Alvarez developed his leadership in his twenties. He prefers to be a supportive leader rather than a dictator but knows there are times when tough decisions have to be made, and he’s not afraid to make them. “There are times you have to make decisions with whatever information you have at the time, which is usually not enough, so you have to go with your gut and make the tough decisions,” Alvarez says. “A lot of that comes from experiencing the outcomes of past decisions.”
When he began at Lancer in 2006, those leadership lessons Alvarez picked up at Plastic Omnium came in handy. He started as vice president of operations for the beverage dispensing equipment manufacturer before he was named president and put in charge of Lancer’s operations worldwide in 2009.

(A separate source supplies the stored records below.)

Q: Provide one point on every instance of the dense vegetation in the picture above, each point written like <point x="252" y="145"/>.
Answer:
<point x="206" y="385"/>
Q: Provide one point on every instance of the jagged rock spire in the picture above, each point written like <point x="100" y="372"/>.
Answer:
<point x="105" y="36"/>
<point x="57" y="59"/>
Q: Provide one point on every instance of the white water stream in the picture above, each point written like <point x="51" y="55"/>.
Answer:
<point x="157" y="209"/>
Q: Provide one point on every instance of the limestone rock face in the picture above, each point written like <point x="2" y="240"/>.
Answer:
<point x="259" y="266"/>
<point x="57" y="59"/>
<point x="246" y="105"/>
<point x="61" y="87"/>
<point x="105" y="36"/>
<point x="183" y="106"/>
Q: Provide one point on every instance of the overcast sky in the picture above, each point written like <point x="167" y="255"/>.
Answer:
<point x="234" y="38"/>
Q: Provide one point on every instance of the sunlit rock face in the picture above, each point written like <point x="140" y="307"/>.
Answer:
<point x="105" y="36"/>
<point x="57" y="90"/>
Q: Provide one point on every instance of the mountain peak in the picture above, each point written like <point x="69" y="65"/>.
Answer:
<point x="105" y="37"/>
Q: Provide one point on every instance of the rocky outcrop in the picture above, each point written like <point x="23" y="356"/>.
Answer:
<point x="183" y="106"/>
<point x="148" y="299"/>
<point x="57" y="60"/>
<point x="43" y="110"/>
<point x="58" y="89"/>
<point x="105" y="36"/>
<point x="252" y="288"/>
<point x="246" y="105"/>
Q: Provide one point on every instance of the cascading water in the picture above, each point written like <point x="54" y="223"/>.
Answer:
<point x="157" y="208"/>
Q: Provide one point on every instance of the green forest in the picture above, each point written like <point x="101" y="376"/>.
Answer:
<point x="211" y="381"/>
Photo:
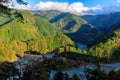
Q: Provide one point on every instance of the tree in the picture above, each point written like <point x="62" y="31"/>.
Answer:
<point x="75" y="77"/>
<point x="58" y="76"/>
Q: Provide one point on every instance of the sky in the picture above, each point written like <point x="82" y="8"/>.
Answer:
<point x="78" y="7"/>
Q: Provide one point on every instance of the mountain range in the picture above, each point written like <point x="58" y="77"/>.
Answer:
<point x="43" y="32"/>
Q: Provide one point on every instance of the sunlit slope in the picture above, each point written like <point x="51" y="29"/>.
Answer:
<point x="32" y="34"/>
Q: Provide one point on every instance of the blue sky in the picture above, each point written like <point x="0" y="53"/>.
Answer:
<point x="78" y="7"/>
<point x="88" y="3"/>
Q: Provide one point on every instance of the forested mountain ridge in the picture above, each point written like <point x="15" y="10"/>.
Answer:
<point x="109" y="47"/>
<point x="73" y="26"/>
<point x="32" y="34"/>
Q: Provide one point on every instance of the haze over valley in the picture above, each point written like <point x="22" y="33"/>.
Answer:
<point x="56" y="40"/>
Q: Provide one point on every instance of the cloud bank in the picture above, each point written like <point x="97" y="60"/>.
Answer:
<point x="77" y="8"/>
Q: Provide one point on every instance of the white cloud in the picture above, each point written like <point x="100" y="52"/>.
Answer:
<point x="77" y="8"/>
<point x="25" y="7"/>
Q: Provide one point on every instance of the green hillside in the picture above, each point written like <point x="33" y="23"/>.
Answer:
<point x="109" y="47"/>
<point x="32" y="34"/>
<point x="73" y="26"/>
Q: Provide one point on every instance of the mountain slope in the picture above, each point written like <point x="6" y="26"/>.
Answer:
<point x="32" y="34"/>
<point x="110" y="48"/>
<point x="73" y="26"/>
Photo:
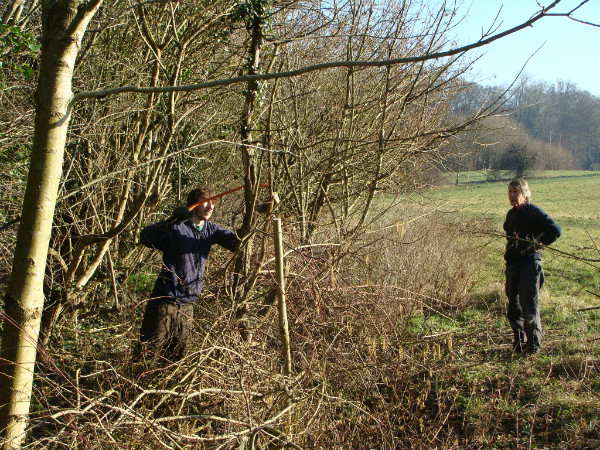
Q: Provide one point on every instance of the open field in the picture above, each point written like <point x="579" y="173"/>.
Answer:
<point x="550" y="400"/>
<point x="571" y="200"/>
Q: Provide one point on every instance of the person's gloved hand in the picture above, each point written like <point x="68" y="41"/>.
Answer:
<point x="180" y="214"/>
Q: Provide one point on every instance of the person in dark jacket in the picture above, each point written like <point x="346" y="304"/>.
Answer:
<point x="185" y="240"/>
<point x="528" y="229"/>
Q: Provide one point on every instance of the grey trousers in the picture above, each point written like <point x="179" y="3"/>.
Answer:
<point x="523" y="283"/>
<point x="167" y="328"/>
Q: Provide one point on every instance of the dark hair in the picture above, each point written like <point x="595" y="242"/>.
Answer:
<point x="195" y="195"/>
<point x="520" y="185"/>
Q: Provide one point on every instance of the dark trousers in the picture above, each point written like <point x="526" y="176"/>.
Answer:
<point x="523" y="283"/>
<point x="167" y="328"/>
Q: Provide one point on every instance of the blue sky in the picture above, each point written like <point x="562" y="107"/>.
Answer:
<point x="569" y="51"/>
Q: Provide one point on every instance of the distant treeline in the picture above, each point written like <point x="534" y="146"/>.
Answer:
<point x="544" y="126"/>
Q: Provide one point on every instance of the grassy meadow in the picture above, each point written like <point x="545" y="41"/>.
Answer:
<point x="548" y="400"/>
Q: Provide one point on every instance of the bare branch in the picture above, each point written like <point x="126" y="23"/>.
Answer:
<point x="316" y="67"/>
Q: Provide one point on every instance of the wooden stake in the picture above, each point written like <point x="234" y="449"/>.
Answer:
<point x="281" y="300"/>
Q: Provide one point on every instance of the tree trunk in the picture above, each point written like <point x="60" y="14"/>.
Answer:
<point x="63" y="25"/>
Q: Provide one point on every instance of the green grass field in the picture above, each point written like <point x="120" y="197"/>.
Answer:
<point x="573" y="203"/>
<point x="549" y="400"/>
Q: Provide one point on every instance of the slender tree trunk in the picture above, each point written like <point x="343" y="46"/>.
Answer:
<point x="63" y="24"/>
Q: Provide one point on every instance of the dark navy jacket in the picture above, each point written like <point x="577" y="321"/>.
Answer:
<point x="530" y="223"/>
<point x="185" y="251"/>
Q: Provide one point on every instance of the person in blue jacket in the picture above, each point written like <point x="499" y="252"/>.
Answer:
<point x="185" y="240"/>
<point x="528" y="229"/>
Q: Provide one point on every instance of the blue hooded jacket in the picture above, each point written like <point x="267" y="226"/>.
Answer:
<point x="185" y="250"/>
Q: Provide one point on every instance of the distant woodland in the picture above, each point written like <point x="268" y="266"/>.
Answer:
<point x="544" y="125"/>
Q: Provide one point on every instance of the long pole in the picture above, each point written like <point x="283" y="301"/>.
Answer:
<point x="281" y="300"/>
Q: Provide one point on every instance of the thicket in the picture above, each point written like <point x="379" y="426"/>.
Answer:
<point x="364" y="281"/>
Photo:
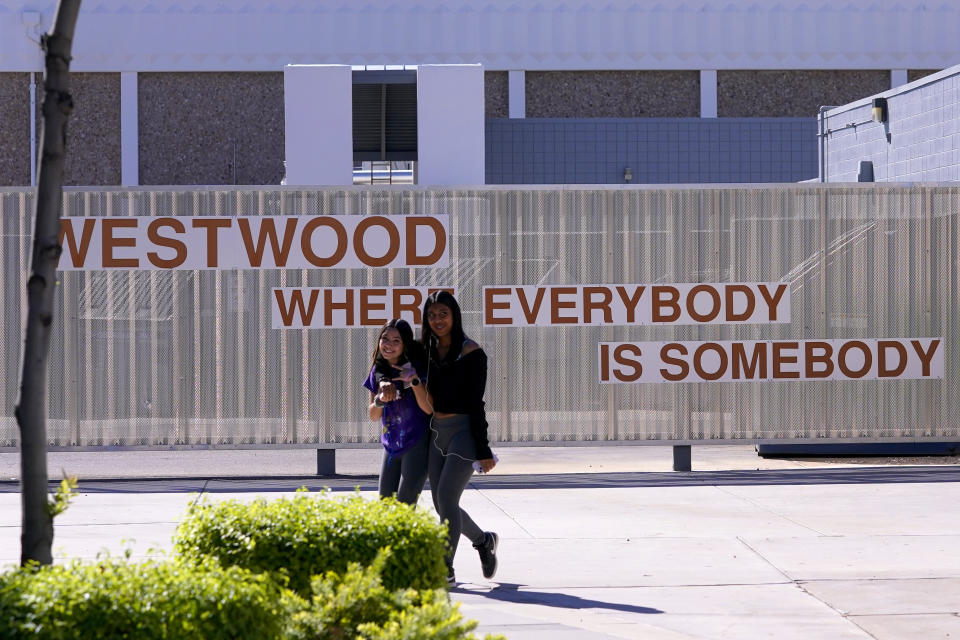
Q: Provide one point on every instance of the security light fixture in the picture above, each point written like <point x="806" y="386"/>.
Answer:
<point x="878" y="112"/>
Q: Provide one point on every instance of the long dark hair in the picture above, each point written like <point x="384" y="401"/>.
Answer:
<point x="457" y="336"/>
<point x="406" y="335"/>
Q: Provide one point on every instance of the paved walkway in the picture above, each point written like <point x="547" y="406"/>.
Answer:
<point x="606" y="542"/>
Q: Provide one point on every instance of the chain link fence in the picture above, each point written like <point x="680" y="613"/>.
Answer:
<point x="189" y="358"/>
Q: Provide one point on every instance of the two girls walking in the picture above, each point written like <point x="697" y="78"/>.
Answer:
<point x="450" y="384"/>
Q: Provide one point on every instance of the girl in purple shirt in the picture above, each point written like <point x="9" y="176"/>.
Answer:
<point x="398" y="399"/>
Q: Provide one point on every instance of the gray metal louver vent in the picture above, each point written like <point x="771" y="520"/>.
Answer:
<point x="384" y="115"/>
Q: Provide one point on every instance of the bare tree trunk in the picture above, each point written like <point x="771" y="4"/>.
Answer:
<point x="36" y="537"/>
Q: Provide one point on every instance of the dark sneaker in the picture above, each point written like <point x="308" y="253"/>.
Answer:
<point x="488" y="553"/>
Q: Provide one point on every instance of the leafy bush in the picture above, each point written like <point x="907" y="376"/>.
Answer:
<point x="356" y="605"/>
<point x="155" y="600"/>
<point x="305" y="535"/>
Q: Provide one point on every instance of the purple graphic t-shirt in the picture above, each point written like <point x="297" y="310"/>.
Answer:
<point x="403" y="421"/>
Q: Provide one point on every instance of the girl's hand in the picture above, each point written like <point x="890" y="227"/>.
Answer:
<point x="388" y="391"/>
<point x="407" y="373"/>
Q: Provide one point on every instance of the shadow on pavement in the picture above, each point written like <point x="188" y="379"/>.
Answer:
<point x="869" y="475"/>
<point x="508" y="592"/>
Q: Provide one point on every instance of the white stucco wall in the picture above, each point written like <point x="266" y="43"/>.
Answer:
<point x="318" y="124"/>
<point x="919" y="143"/>
<point x="450" y="125"/>
<point x="264" y="35"/>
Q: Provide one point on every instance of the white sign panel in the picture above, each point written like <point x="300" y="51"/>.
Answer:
<point x="753" y="360"/>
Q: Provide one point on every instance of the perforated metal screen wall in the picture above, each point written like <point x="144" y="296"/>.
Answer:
<point x="161" y="358"/>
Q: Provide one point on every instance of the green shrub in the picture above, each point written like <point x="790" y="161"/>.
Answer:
<point x="308" y="535"/>
<point x="156" y="600"/>
<point x="356" y="605"/>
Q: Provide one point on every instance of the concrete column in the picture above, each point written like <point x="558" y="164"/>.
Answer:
<point x="517" y="93"/>
<point x="318" y="124"/>
<point x="450" y="125"/>
<point x="129" y="130"/>
<point x="681" y="458"/>
<point x="708" y="93"/>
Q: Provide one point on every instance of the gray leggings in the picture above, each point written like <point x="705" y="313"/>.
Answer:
<point x="404" y="475"/>
<point x="450" y="467"/>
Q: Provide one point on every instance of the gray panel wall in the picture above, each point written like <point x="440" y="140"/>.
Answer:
<point x="924" y="134"/>
<point x="657" y="150"/>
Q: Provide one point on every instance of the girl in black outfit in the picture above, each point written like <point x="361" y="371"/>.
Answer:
<point x="458" y="434"/>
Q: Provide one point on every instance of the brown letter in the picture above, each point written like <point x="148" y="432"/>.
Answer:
<point x="620" y="356"/>
<point x="109" y="242"/>
<point x="414" y="307"/>
<point x="842" y="359"/>
<point x="810" y="359"/>
<point x="659" y="302"/>
<point x="779" y="360"/>
<point x="489" y="305"/>
<point x="211" y="225"/>
<point x="154" y="236"/>
<point x="925" y="356"/>
<point x="556" y="305"/>
<point x="882" y="370"/>
<point x="268" y="231"/>
<point x="439" y="233"/>
<point x="339" y="251"/>
<point x="693" y="311"/>
<point x="733" y="316"/>
<point x="296" y="303"/>
<point x="366" y="306"/>
<point x="630" y="302"/>
<point x="756" y="368"/>
<point x="77" y="256"/>
<point x="530" y="315"/>
<point x="604" y="362"/>
<point x="329" y="305"/>
<point x="698" y="355"/>
<point x="604" y="304"/>
<point x="774" y="301"/>
<point x="359" y="234"/>
<point x="667" y="359"/>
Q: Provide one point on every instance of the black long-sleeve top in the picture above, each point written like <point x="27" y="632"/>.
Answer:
<point x="457" y="386"/>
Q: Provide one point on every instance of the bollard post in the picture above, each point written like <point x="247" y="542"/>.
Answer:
<point x="326" y="462"/>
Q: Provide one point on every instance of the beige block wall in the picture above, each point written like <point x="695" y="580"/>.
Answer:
<point x="916" y="74"/>
<point x="93" y="131"/>
<point x="613" y="94"/>
<point x="193" y="126"/>
<point x="496" y="94"/>
<point x="792" y="94"/>
<point x="15" y="129"/>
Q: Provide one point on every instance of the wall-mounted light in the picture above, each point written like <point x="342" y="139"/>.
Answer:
<point x="878" y="112"/>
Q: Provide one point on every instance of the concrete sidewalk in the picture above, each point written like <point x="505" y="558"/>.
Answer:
<point x="606" y="542"/>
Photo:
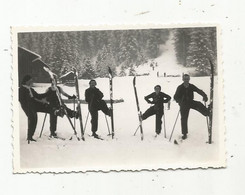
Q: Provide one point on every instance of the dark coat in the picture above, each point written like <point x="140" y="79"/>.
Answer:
<point x="185" y="95"/>
<point x="158" y="99"/>
<point x="93" y="96"/>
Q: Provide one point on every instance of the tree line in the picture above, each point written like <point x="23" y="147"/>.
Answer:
<point x="91" y="52"/>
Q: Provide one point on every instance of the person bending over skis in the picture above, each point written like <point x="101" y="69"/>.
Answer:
<point x="95" y="103"/>
<point x="53" y="99"/>
<point x="184" y="97"/>
<point x="158" y="99"/>
<point x="31" y="103"/>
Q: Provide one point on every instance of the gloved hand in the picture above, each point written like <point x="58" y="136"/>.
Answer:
<point x="205" y="98"/>
<point x="72" y="97"/>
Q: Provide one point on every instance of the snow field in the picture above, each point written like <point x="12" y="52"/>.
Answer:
<point x="125" y="151"/>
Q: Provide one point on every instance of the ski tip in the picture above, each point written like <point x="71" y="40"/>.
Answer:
<point x="134" y="80"/>
<point x="109" y="70"/>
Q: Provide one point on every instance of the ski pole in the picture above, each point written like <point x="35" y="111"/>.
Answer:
<point x="136" y="130"/>
<point x="174" y="126"/>
<point x="107" y="125"/>
<point x="165" y="134"/>
<point x="43" y="125"/>
<point x="74" y="110"/>
<point x="86" y="122"/>
<point x="206" y="116"/>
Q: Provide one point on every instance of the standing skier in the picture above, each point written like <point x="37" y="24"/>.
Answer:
<point x="184" y="97"/>
<point x="158" y="99"/>
<point x="31" y="103"/>
<point x="95" y="103"/>
<point x="53" y="100"/>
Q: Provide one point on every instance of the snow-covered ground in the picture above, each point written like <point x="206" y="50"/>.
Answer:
<point x="125" y="151"/>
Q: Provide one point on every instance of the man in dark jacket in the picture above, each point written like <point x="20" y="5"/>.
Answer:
<point x="53" y="99"/>
<point x="32" y="102"/>
<point x="94" y="98"/>
<point x="184" y="97"/>
<point x="158" y="98"/>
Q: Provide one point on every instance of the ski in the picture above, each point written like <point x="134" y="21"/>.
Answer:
<point x="62" y="105"/>
<point x="138" y="108"/>
<point x="97" y="137"/>
<point x="78" y="103"/>
<point x="210" y="124"/>
<point x="111" y="102"/>
<point x="56" y="137"/>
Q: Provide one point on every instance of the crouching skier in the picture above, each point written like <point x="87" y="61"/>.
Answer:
<point x="33" y="102"/>
<point x="158" y="99"/>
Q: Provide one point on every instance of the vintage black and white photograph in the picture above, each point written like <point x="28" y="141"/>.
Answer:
<point x="117" y="98"/>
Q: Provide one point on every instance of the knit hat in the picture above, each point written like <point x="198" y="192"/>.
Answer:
<point x="25" y="79"/>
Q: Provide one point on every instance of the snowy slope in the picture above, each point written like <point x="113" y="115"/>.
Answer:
<point x="125" y="151"/>
<point x="166" y="62"/>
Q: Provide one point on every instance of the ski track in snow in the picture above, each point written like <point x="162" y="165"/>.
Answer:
<point x="125" y="150"/>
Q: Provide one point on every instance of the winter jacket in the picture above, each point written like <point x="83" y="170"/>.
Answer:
<point x="185" y="95"/>
<point x="93" y="96"/>
<point x="158" y="99"/>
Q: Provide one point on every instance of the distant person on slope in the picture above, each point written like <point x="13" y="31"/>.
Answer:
<point x="95" y="103"/>
<point x="53" y="100"/>
<point x="31" y="103"/>
<point x="184" y="97"/>
<point x="158" y="99"/>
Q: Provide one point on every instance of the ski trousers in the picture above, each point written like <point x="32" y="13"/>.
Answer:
<point x="159" y="113"/>
<point x="53" y="119"/>
<point x="31" y="113"/>
<point x="184" y="112"/>
<point x="94" y="114"/>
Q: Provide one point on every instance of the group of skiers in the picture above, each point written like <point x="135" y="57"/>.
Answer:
<point x="48" y="102"/>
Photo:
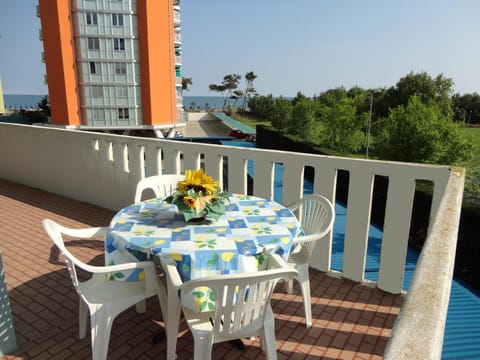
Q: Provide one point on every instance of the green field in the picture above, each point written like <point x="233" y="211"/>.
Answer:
<point x="475" y="134"/>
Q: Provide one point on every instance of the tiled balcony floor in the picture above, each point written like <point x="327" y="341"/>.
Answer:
<point x="350" y="321"/>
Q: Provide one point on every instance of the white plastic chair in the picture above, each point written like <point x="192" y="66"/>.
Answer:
<point x="104" y="299"/>
<point x="316" y="214"/>
<point x="242" y="307"/>
<point x="161" y="185"/>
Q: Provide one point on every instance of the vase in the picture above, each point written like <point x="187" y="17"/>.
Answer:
<point x="196" y="220"/>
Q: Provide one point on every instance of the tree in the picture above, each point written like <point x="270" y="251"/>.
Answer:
<point x="303" y="118"/>
<point x="422" y="133"/>
<point x="261" y="106"/>
<point x="428" y="90"/>
<point x="186" y="82"/>
<point x="44" y="105"/>
<point x="249" y="89"/>
<point x="343" y="127"/>
<point x="226" y="88"/>
<point x="237" y="94"/>
<point x="299" y="97"/>
<point x="280" y="114"/>
<point x="466" y="108"/>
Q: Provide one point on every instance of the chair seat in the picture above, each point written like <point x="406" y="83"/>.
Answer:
<point x="302" y="256"/>
<point x="98" y="290"/>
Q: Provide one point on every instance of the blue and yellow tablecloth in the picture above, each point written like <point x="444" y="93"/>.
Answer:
<point x="236" y="242"/>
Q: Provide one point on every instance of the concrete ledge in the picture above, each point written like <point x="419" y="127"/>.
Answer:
<point x="419" y="328"/>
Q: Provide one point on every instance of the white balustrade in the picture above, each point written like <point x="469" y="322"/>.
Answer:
<point x="104" y="169"/>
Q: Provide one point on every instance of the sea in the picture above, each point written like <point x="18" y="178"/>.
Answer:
<point x="15" y="102"/>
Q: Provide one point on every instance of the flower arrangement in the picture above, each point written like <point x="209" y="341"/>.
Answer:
<point x="199" y="196"/>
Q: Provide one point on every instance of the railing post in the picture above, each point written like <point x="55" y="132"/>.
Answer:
<point x="8" y="341"/>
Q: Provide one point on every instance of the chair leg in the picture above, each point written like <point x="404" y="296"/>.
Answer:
<point x="289" y="286"/>
<point x="173" y="323"/>
<point x="202" y="346"/>
<point x="267" y="339"/>
<point x="304" y="281"/>
<point x="82" y="318"/>
<point x="101" y="327"/>
<point x="141" y="306"/>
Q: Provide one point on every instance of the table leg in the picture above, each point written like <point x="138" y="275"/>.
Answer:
<point x="173" y="321"/>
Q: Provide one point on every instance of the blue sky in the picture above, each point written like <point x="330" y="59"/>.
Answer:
<point x="302" y="45"/>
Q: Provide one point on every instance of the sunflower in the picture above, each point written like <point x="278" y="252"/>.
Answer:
<point x="199" y="196"/>
<point x="198" y="181"/>
<point x="189" y="201"/>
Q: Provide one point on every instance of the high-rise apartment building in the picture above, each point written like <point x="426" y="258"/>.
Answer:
<point x="113" y="64"/>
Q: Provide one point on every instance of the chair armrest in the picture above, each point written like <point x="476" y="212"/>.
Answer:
<point x="85" y="233"/>
<point x="275" y="261"/>
<point x="170" y="269"/>
<point x="115" y="268"/>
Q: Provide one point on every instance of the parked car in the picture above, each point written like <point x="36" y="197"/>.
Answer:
<point x="239" y="134"/>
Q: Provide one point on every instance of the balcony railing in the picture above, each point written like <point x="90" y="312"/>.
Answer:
<point x="104" y="170"/>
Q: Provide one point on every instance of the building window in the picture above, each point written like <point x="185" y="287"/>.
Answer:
<point x="117" y="19"/>
<point x="91" y="18"/>
<point x="122" y="91"/>
<point x="123" y="113"/>
<point x="120" y="68"/>
<point x="119" y="44"/>
<point x="98" y="114"/>
<point x="93" y="44"/>
<point x="95" y="68"/>
<point x="97" y="91"/>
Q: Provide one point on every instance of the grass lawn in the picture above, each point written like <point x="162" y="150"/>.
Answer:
<point x="475" y="133"/>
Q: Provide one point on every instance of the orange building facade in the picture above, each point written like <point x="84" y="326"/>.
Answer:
<point x="113" y="64"/>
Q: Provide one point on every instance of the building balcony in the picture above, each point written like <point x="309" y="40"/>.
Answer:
<point x="86" y="182"/>
<point x="176" y="17"/>
<point x="177" y="37"/>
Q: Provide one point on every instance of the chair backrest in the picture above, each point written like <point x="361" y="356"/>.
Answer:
<point x="55" y="232"/>
<point x="161" y="185"/>
<point x="241" y="300"/>
<point x="316" y="214"/>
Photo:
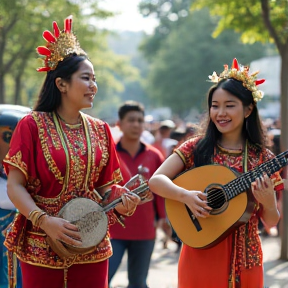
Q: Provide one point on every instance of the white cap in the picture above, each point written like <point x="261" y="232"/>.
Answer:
<point x="167" y="123"/>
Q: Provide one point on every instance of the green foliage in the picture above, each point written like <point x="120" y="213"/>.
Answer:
<point x="179" y="72"/>
<point x="22" y="23"/>
<point x="246" y="16"/>
<point x="170" y="13"/>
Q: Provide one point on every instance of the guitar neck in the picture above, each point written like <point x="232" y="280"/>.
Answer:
<point x="243" y="182"/>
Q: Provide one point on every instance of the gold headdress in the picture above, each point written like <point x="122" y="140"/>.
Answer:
<point x="240" y="73"/>
<point x="60" y="45"/>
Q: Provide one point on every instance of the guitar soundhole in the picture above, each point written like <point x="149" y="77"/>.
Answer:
<point x="216" y="199"/>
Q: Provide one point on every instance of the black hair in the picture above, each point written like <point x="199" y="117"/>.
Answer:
<point x="50" y="97"/>
<point x="130" y="106"/>
<point x="252" y="127"/>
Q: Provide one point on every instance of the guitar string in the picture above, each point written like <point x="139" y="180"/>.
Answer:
<point x="276" y="164"/>
<point x="240" y="183"/>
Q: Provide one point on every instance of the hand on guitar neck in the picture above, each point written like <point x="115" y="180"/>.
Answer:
<point x="264" y="193"/>
<point x="197" y="203"/>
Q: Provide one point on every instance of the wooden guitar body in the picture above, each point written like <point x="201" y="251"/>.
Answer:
<point x="222" y="220"/>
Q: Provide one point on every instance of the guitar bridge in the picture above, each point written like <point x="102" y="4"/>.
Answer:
<point x="194" y="219"/>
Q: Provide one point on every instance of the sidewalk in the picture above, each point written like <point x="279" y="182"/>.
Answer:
<point x="163" y="267"/>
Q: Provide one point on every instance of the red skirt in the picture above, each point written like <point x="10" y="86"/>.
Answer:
<point x="210" y="268"/>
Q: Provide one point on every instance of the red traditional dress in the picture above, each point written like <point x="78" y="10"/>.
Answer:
<point x="60" y="162"/>
<point x="238" y="257"/>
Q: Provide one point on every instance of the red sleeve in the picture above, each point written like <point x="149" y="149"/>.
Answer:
<point x="276" y="178"/>
<point x="110" y="173"/>
<point x="22" y="150"/>
<point x="186" y="150"/>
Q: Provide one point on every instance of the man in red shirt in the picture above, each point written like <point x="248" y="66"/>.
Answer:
<point x="138" y="236"/>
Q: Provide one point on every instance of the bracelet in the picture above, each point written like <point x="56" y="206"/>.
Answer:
<point x="119" y="218"/>
<point x="35" y="215"/>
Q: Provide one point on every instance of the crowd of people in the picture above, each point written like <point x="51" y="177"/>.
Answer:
<point x="59" y="155"/>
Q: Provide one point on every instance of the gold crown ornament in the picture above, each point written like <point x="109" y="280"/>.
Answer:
<point x="241" y="73"/>
<point x="59" y="45"/>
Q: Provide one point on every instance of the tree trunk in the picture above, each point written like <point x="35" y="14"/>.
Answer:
<point x="2" y="89"/>
<point x="284" y="147"/>
<point x="17" y="96"/>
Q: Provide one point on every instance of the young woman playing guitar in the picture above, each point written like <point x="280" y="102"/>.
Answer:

In an effort to improve the processes at Lancer, Alvarez introduced the lean enterprise, a process to help reduce waste in terms of time and materials. Lean enterprise also aims to make the product more valuable to the customer. Introducing lean has turned Lancer into a world-class company and has succeeded in improving its customers’ experiences. Order numbers are up as a result. However, lean wasn’t initially an easy sell. “Everyone was against it,” Alvarez says. “At the beginning, people thought lean was about having no inventory and putting the customer at risk. People were calling it ‘anorexia.’”
Alvarez wasn’t discouraged by his team’s hesitation. He is a certified lean sensei, and he showed employees how it could benefit everyone firsthand. He also had to reassure concerned customers that lean would improve Lancer as their vendor, citing that the first priority of lean is customer satisfaction. “You cannot risk customer satisfaction and reduce waste first,” Alvarez says. “That’s the wrong way to do it. First you have to satisfy the customer, then you look for ways to reduce waste in all of your processes.”
Now lean has spread through Lancer’s international divisions in Belgium, the UK, Australia, New Zealand, Asia, and Mexico with sights set on South America. “It’s good to be growing,” Alvarez says. Satisfied customers buy more, even during tough economic times. “That speaks to the efforts of all of our employees and what they do here. Continuous improvement is the backbone of our company.”